Now I need to figure out why this happened. Because of what I know about WSFC, I already had a suspicion it had to do with permissions or something related to the VCO. The first place I look is at the errors in Failover Cluster Manager (FCM), which is a good place to start. It aggregates the cluster related events for you. The one in Figure 6 stuck out at me like a sore thumb as root cause or close to it.
This error confirmed my suspicions. What was notable is the wording. Now, I know I had the account used to create the WSFC set up with CCO. In the past, that’s all I’ve ever needed unless I was pre-staging. That first bullet is the telling one. Remember that the STYX object was created just fine, so I had no issues. But after I created the WSFC, I did not explicitly give the CNO any additional rights on the W2012 Servers OU. Since I didn’t need to do anything like that in the past, I decided to try an experiment. Before trying to reinstall SQL Server and waste time there, I would try to cluster something as a generic applicatioon and see if I could reproduce the error. What I was trying to do was rule out SQL Server’s Setup as having a bug. Before going any further, I ran the Remove Node functionality of Setup to clean up the failed install of Equinox.
I then tried to create Notepad (yes, that Notepad) as a generic application as shown in Figure 7. The same issue happened – the network name could not come online. The error was the same. So at this point – for now anyway – I was ruling out SQL Server’s Setup. But I had to get it working. Note that in Figure 7, the Wizard calls out the fact that the WSFC detected where te VCO should probably be placed based on the location of the CNO. I did not input that. Pretty cool.
Based on this, I granted the CNO the CCO right on the OU to see if that would fix my issue. I then tried to create Notepad again in the WSFC. This time, it worked as shown in Figure 8. Notepad was created properly in the cluster and its associated VCO was created in the W2012 Servers OU as shown in Figure 9.
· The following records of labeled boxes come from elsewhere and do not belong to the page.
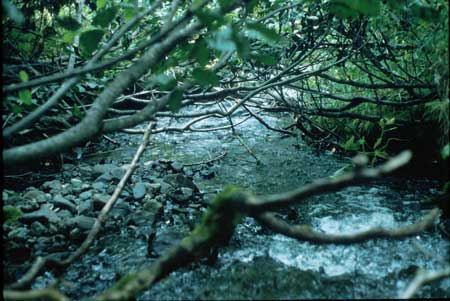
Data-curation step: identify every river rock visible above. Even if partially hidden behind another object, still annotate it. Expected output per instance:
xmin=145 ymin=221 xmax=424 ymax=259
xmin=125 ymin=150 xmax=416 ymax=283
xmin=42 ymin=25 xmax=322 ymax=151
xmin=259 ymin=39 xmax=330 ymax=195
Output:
xmin=92 ymin=182 xmax=106 ymax=191
xmin=92 ymin=164 xmax=117 ymax=176
xmin=77 ymin=200 xmax=94 ymax=215
xmin=17 ymin=199 xmax=39 ymax=213
xmin=30 ymin=221 xmax=48 ymax=236
xmin=79 ymin=190 xmax=92 ymax=200
xmin=133 ymin=182 xmax=146 ymax=200
xmin=170 ymin=161 xmax=183 ymax=173
xmin=51 ymin=194 xmax=77 ymax=213
xmin=8 ymin=227 xmax=30 ymax=243
xmin=168 ymin=187 xmax=194 ymax=203
xmin=70 ymin=178 xmax=83 ymax=188
xmin=19 ymin=204 xmax=61 ymax=225
xmin=161 ymin=174 xmax=199 ymax=191
xmin=42 ymin=180 xmax=62 ymax=191
xmin=70 ymin=215 xmax=95 ymax=230
xmin=92 ymin=193 xmax=110 ymax=210
xmin=22 ymin=189 xmax=47 ymax=204
xmin=56 ymin=209 xmax=76 ymax=220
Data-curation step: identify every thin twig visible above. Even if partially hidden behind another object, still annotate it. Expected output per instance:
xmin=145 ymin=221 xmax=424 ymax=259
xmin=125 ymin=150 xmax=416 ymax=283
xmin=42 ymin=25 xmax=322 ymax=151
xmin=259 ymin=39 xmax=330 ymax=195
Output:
xmin=6 ymin=122 xmax=155 ymax=289
xmin=183 ymin=152 xmax=227 ymax=166
xmin=400 ymin=266 xmax=450 ymax=299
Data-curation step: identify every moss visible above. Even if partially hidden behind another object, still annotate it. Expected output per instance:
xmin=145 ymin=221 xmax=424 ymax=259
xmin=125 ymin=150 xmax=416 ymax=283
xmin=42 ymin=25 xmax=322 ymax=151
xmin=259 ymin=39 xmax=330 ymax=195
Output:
xmin=3 ymin=205 xmax=23 ymax=222
xmin=112 ymin=273 xmax=137 ymax=291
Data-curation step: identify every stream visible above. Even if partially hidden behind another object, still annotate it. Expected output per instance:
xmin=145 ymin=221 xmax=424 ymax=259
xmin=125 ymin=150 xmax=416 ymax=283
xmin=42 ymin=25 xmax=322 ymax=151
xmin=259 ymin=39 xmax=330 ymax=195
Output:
xmin=29 ymin=106 xmax=450 ymax=300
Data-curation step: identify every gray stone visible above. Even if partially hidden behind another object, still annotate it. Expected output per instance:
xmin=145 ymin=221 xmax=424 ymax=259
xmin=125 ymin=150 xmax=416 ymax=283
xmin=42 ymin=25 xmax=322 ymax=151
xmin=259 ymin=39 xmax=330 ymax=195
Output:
xmin=161 ymin=174 xmax=199 ymax=191
xmin=17 ymin=199 xmax=39 ymax=213
xmin=92 ymin=164 xmax=117 ymax=176
xmin=148 ymin=183 xmax=161 ymax=194
xmin=170 ymin=161 xmax=183 ymax=172
xmin=69 ymin=228 xmax=84 ymax=240
xmin=92 ymin=193 xmax=110 ymax=210
xmin=70 ymin=178 xmax=83 ymax=187
xmin=42 ymin=180 xmax=62 ymax=190
xmin=52 ymin=195 xmax=77 ymax=213
xmin=92 ymin=182 xmax=106 ymax=190
xmin=77 ymin=200 xmax=94 ymax=214
xmin=110 ymin=167 xmax=125 ymax=180
xmin=133 ymin=182 xmax=147 ymax=200
xmin=8 ymin=227 xmax=30 ymax=242
xmin=79 ymin=190 xmax=92 ymax=200
xmin=71 ymin=215 xmax=95 ymax=230
xmin=160 ymin=181 xmax=173 ymax=193
xmin=19 ymin=204 xmax=61 ymax=225
xmin=22 ymin=189 xmax=47 ymax=204
xmin=57 ymin=209 xmax=76 ymax=220
xmin=30 ymin=221 xmax=48 ymax=236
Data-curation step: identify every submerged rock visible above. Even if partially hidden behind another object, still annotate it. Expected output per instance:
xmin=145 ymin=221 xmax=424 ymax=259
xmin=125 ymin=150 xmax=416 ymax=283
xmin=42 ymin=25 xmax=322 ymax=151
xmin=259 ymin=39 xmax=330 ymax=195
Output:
xmin=133 ymin=182 xmax=147 ymax=200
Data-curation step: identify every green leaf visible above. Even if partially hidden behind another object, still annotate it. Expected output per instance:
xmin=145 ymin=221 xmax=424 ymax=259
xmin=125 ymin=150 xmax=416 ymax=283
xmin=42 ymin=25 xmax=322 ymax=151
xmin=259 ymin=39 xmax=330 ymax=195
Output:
xmin=3 ymin=205 xmax=23 ymax=222
xmin=352 ymin=0 xmax=381 ymax=16
xmin=72 ymin=105 xmax=83 ymax=119
xmin=410 ymin=3 xmax=439 ymax=22
xmin=208 ymin=26 xmax=236 ymax=52
xmin=96 ymin=0 xmax=108 ymax=9
xmin=11 ymin=103 xmax=23 ymax=114
xmin=123 ymin=7 xmax=137 ymax=21
xmin=341 ymin=136 xmax=359 ymax=151
xmin=80 ymin=29 xmax=105 ymax=54
xmin=56 ymin=17 xmax=81 ymax=31
xmin=247 ymin=22 xmax=281 ymax=44
xmin=252 ymin=54 xmax=277 ymax=66
xmin=19 ymin=89 xmax=32 ymax=106
xmin=19 ymin=70 xmax=28 ymax=82
xmin=153 ymin=73 xmax=177 ymax=90
xmin=63 ymin=31 xmax=77 ymax=44
xmin=373 ymin=137 xmax=383 ymax=149
xmin=92 ymin=6 xmax=118 ymax=27
xmin=329 ymin=0 xmax=381 ymax=19
xmin=190 ymin=39 xmax=209 ymax=67
xmin=441 ymin=143 xmax=450 ymax=160
xmin=192 ymin=68 xmax=219 ymax=87
xmin=167 ymin=89 xmax=183 ymax=112
xmin=2 ymin=0 xmax=25 ymax=25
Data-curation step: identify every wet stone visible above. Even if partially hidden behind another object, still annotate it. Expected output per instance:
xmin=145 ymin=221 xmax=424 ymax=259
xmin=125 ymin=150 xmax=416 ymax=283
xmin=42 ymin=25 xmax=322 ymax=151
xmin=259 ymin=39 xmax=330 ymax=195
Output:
xmin=57 ymin=209 xmax=76 ymax=219
xmin=70 ymin=178 xmax=83 ymax=188
xmin=92 ymin=193 xmax=110 ymax=210
xmin=79 ymin=190 xmax=92 ymax=200
xmin=19 ymin=204 xmax=61 ymax=225
xmin=52 ymin=195 xmax=77 ymax=213
xmin=71 ymin=215 xmax=95 ymax=230
xmin=92 ymin=182 xmax=106 ymax=190
xmin=30 ymin=221 xmax=48 ymax=236
xmin=17 ymin=199 xmax=39 ymax=213
xmin=77 ymin=200 xmax=93 ymax=214
xmin=8 ymin=227 xmax=30 ymax=242
xmin=170 ymin=161 xmax=183 ymax=172
xmin=23 ymin=189 xmax=47 ymax=204
xmin=133 ymin=182 xmax=147 ymax=200
xmin=92 ymin=164 xmax=117 ymax=176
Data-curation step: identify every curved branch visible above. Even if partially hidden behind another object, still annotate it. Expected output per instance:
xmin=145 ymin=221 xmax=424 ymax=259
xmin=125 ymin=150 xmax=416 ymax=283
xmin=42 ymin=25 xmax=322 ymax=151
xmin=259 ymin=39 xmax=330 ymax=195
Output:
xmin=255 ymin=208 xmax=439 ymax=244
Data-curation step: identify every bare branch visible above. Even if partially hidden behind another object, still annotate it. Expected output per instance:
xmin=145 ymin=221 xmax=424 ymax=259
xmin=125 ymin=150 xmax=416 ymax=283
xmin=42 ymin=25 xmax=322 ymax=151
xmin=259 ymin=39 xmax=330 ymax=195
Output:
xmin=256 ymin=208 xmax=439 ymax=244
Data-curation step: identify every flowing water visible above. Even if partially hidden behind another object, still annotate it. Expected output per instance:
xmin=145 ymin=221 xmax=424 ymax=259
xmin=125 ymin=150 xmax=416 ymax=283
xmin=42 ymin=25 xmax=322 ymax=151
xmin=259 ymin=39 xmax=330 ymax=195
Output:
xmin=35 ymin=105 xmax=450 ymax=300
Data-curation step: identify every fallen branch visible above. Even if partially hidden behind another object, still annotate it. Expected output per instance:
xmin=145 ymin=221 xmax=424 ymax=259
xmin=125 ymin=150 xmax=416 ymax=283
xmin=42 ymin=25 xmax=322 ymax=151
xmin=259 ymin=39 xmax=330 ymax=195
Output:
xmin=256 ymin=208 xmax=439 ymax=244
xmin=6 ymin=122 xmax=155 ymax=289
xmin=86 ymin=151 xmax=438 ymax=300
xmin=183 ymin=152 xmax=228 ymax=166
xmin=3 ymin=288 xmax=69 ymax=301
xmin=399 ymin=266 xmax=450 ymax=299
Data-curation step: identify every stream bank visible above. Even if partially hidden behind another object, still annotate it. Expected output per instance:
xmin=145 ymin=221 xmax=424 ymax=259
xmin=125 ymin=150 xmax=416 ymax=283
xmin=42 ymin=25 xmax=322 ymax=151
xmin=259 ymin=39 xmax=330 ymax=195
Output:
xmin=4 ymin=109 xmax=450 ymax=300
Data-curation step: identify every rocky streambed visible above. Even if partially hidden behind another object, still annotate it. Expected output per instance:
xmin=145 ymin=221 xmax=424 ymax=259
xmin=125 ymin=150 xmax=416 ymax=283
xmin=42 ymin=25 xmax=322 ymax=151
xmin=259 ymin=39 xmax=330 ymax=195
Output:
xmin=3 ymin=109 xmax=450 ymax=300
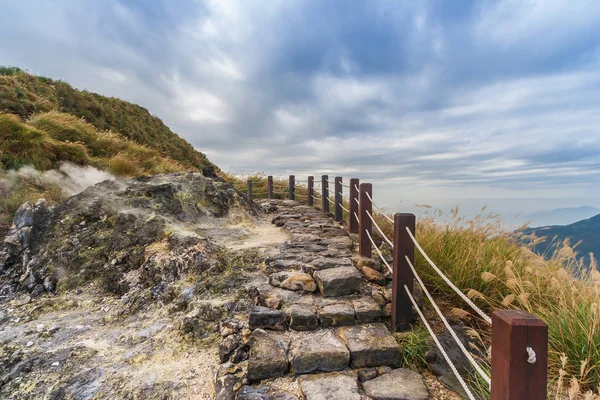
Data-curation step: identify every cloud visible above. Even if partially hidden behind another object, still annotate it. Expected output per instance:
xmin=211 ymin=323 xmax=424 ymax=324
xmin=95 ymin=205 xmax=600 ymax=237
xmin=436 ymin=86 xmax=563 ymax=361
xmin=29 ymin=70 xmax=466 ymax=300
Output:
xmin=0 ymin=0 xmax=600 ymax=216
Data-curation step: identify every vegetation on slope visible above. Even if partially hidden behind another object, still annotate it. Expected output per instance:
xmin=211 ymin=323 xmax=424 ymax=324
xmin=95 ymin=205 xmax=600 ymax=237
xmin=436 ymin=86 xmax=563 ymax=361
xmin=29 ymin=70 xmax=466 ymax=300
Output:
xmin=0 ymin=67 xmax=210 ymax=169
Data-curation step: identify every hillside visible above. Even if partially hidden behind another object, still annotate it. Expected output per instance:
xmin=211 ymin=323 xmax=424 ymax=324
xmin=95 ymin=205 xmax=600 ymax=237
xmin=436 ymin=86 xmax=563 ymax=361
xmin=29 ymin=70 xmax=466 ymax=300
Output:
xmin=523 ymin=214 xmax=600 ymax=266
xmin=0 ymin=67 xmax=210 ymax=169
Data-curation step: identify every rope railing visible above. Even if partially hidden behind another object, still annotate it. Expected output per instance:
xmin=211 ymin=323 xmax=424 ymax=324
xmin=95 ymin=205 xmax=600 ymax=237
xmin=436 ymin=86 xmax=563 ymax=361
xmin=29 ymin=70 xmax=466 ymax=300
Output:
xmin=404 ymin=285 xmax=476 ymax=400
xmin=404 ymin=256 xmax=492 ymax=386
xmin=365 ymin=231 xmax=394 ymax=274
xmin=367 ymin=211 xmax=394 ymax=249
xmin=406 ymin=228 xmax=492 ymax=325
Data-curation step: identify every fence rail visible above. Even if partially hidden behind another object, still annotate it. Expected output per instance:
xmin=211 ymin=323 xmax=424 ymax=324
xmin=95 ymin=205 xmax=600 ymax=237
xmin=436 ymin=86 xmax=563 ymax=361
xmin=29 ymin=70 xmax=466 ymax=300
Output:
xmin=241 ymin=175 xmax=548 ymax=400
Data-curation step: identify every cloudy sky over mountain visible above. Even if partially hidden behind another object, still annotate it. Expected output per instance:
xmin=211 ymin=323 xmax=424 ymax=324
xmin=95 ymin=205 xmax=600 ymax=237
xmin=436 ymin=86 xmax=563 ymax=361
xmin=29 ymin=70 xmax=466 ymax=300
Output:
xmin=0 ymin=0 xmax=600 ymax=216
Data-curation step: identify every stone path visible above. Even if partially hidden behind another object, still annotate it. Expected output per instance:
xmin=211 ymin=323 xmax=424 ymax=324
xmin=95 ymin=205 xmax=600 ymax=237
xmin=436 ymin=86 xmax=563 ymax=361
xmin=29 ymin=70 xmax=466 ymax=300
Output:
xmin=214 ymin=200 xmax=429 ymax=400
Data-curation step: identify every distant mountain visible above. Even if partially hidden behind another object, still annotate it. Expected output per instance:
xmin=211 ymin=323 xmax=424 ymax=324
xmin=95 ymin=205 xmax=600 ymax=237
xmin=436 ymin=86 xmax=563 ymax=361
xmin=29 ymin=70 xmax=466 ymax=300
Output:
xmin=524 ymin=214 xmax=600 ymax=266
xmin=519 ymin=206 xmax=600 ymax=227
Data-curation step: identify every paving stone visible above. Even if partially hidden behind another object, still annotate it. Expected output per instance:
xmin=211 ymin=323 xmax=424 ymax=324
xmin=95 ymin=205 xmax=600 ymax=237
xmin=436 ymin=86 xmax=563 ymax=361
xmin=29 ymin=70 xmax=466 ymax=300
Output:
xmin=236 ymin=386 xmax=298 ymax=400
xmin=360 ymin=265 xmax=387 ymax=286
xmin=298 ymin=373 xmax=361 ymax=400
xmin=248 ymin=306 xmax=287 ymax=331
xmin=362 ymin=368 xmax=429 ymax=400
xmin=289 ymin=330 xmax=350 ymax=374
xmin=269 ymin=271 xmax=317 ymax=292
xmin=313 ymin=267 xmax=362 ymax=297
xmin=288 ymin=305 xmax=319 ymax=331
xmin=319 ymin=302 xmax=355 ymax=328
xmin=337 ymin=323 xmax=402 ymax=368
xmin=248 ymin=329 xmax=289 ymax=381
xmin=352 ymin=297 xmax=383 ymax=323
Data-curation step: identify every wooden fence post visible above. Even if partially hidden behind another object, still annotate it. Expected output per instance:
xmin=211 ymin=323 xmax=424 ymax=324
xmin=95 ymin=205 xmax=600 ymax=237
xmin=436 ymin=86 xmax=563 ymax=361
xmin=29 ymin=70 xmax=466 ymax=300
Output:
xmin=321 ymin=175 xmax=329 ymax=214
xmin=308 ymin=176 xmax=315 ymax=207
xmin=358 ymin=183 xmax=373 ymax=258
xmin=288 ymin=175 xmax=296 ymax=200
xmin=335 ymin=176 xmax=343 ymax=222
xmin=267 ymin=176 xmax=273 ymax=200
xmin=392 ymin=214 xmax=416 ymax=332
xmin=491 ymin=310 xmax=548 ymax=400
xmin=348 ymin=178 xmax=360 ymax=233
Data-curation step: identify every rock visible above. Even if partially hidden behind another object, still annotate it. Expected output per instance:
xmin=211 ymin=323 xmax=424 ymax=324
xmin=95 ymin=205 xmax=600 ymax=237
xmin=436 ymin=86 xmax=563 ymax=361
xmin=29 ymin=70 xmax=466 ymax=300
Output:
xmin=319 ymin=303 xmax=354 ymax=328
xmin=249 ymin=306 xmax=287 ymax=331
xmin=248 ymin=329 xmax=289 ymax=381
xmin=290 ymin=330 xmax=350 ymax=374
xmin=288 ymin=305 xmax=319 ymax=331
xmin=358 ymin=368 xmax=377 ymax=382
xmin=10 ymin=294 xmax=31 ymax=307
xmin=298 ymin=373 xmax=361 ymax=400
xmin=219 ymin=334 xmax=242 ymax=363
xmin=314 ymin=267 xmax=362 ymax=297
xmin=362 ymin=368 xmax=429 ymax=400
xmin=269 ymin=271 xmax=317 ymax=292
xmin=361 ymin=266 xmax=387 ymax=286
xmin=236 ymin=386 xmax=298 ymax=400
xmin=338 ymin=323 xmax=402 ymax=368
xmin=352 ymin=297 xmax=382 ymax=323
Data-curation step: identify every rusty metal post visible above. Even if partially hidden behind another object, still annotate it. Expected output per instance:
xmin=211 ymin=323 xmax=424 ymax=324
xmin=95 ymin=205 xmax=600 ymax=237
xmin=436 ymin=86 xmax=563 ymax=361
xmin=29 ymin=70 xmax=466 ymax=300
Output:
xmin=267 ymin=176 xmax=273 ymax=200
xmin=491 ymin=310 xmax=548 ymax=400
xmin=358 ymin=183 xmax=373 ymax=258
xmin=392 ymin=214 xmax=416 ymax=332
xmin=288 ymin=175 xmax=296 ymax=200
xmin=321 ymin=175 xmax=329 ymax=214
xmin=308 ymin=176 xmax=315 ymax=207
xmin=334 ymin=176 xmax=343 ymax=222
xmin=348 ymin=178 xmax=360 ymax=233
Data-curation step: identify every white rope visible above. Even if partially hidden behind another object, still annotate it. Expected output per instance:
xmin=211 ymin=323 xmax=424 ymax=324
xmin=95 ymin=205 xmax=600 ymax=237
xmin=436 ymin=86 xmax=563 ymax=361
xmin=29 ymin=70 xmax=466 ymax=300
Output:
xmin=525 ymin=346 xmax=537 ymax=364
xmin=406 ymin=227 xmax=492 ymax=325
xmin=365 ymin=192 xmax=394 ymax=224
xmin=404 ymin=285 xmax=476 ymax=400
xmin=404 ymin=256 xmax=492 ymax=386
xmin=365 ymin=210 xmax=394 ymax=249
xmin=365 ymin=230 xmax=394 ymax=274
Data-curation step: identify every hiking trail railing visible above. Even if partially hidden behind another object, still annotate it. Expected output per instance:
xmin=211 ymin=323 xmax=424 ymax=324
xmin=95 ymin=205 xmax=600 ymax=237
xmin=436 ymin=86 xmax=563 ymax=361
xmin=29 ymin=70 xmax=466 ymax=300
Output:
xmin=243 ymin=175 xmax=548 ymax=400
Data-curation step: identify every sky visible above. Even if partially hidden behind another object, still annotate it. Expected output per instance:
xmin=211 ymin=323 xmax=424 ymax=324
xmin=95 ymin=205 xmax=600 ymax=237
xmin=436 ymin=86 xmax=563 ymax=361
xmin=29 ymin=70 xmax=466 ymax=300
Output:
xmin=0 ymin=0 xmax=600 ymax=216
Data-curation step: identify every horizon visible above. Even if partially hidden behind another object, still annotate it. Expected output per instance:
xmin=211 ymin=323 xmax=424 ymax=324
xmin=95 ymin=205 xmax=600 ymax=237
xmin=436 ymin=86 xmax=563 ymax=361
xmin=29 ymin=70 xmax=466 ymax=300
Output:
xmin=0 ymin=0 xmax=600 ymax=216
Now that I know Notepad worked, I was going to try SQL Server. I was fairly confident I solved my issue by granting the CNO the proper rights on the OU. If it didn’t work, there was a problem with Setup itself that was probably trying to put it in the Computers OU and bypass whatever Windows behavior is. I was hoping this was not the case. Before installing SQL Server, I deleted Notepad (not from the node, just the WSFC). Fingers crossed, I reinstalled the Equinox FCI. Figures 10 and 11 tell the story.
Whether you are installing SQL Server 2008 R2 or SQL Server 2012 on a Windows Server 2012 node, as long as the permissions are right, the new VCO functionality of Windows Server 2012 works like a charm. No more Computers OU by default if Windows detects things elsewhere. Yay.
So how does this new VCO behavior work with a non-Windows Server 2012 DC? Stay tuned for a future installment of this series.
Before I wrap up this post, I wanted to point out something else I observed. After creating the FCI, FCM was showing the following in Figure 12.
Name resolution not yet available? What? This is something I had never seen before that did go away. I’m going to do some digging into this, but what I am assuming is that DNS had not been propagated so while the object was in AD, something still wasn’t resolving. This was non fatal because it went away, but I found it interesting nonetheless.
That’s it for today, kids. Class dismissed!